Les textes européens et communautaires sont plus contraignants pour les États. La victime d’une discrimination religieuse peut utilement alléguer la violation de l’article 14 de la Convention européenne des Droits de l’Homme ou de l’article 13 du traité CE qui étend les compétences de l’Union en matière de discrimination fondée sur les croyances religieuses.

Si la discrimination a eu lieu dans le domaine du travail, il est également possible de se référer à la directive 2000/78/CE portant création d’un cadre général en faveur de l’égalité de traitement en matière d’emploi et de travail. Si la lutte contre la discrimination raciale a fait l’objet de nombreuses initiatives communautaires, la lutte contre la discrimination religieuse est limitée au seul domaine du droit du travail, car le consensus est plus difficile à obtenir sur cette question et parce qu’il semble parfois difficile de distinguer dans la pratique la discrimination fondée sur l’origine et celle sur la religion.

Les dispositions nationales affirment le principe d’égal traitement des citoyens ou de liberté de culte (Déclaration des droits de l’homme et du citoyen de 1789, loi de Séparation des Églises et de l’État du 9 décembre 1905…).

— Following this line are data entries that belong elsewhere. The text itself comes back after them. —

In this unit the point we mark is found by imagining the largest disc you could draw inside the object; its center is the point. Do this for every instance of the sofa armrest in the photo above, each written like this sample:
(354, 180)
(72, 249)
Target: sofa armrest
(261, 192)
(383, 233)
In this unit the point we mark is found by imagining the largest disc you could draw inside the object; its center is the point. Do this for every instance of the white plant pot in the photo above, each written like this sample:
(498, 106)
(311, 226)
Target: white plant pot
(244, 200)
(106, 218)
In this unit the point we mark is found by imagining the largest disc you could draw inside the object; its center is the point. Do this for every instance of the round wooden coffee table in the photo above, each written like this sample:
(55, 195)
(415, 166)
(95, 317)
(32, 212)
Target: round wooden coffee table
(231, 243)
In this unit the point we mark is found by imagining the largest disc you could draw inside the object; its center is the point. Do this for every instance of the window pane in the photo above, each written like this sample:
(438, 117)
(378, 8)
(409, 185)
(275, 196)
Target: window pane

La discrimination notamment fondée sur l’appartenance ou la non-appartenance à une religion est sanctionnée en vertu des articles L225-1 et suiv. du Code pénal. En effet, l’article L1132-1 du Code du travail interdit la discrimination à l’embauche, réprime les sanctions prises sur le fondement des convictions religieuses du salarié et plus généralement, interdit tout comportement discriminatoire. Enfin, l’article 6 de la loi du 13 juillet 1983 portant statut des fonctionnaires leur garantit le droit de ne pas être discriminé pour leurs convictions religieuses.

I. LA DÉFINITION DE LA DISCRIMINATION RELIGIEUSE

Les victimes de discriminations agissent la plupart du temps sur le fondement du droit pénal ou droit du travail.

A. Par le droit pénal

La discrimination religieuse désigne la distinction opérée entre les personnes à raison de leur appartenance ou leur non-appartenance, vraie ou supposée, à une religion déterminée. Cette discrimination peut être directe (c’est-à-dire fondée sur un critère interdit comme les opinions religieuses) ou indirecte (c’est-à-dire se présentant comme basée sur un critère neutre qui entraîne des effets défavorables à l’égard d’une certaine catégorie de personnes).

Si la discrimination religieuse est retenue pour les distinctions fondées sur l’appartenance vraie ou supposée à une religion, l’article 225-1 du Code pénal ne s’applique pas aux différences de traitement fondées sur l’appartenance à des mouvements spirituels qui ne constituent pas de véritables religions (CA Paris, 25 mars 1996, pour « l’église » de Scientologie).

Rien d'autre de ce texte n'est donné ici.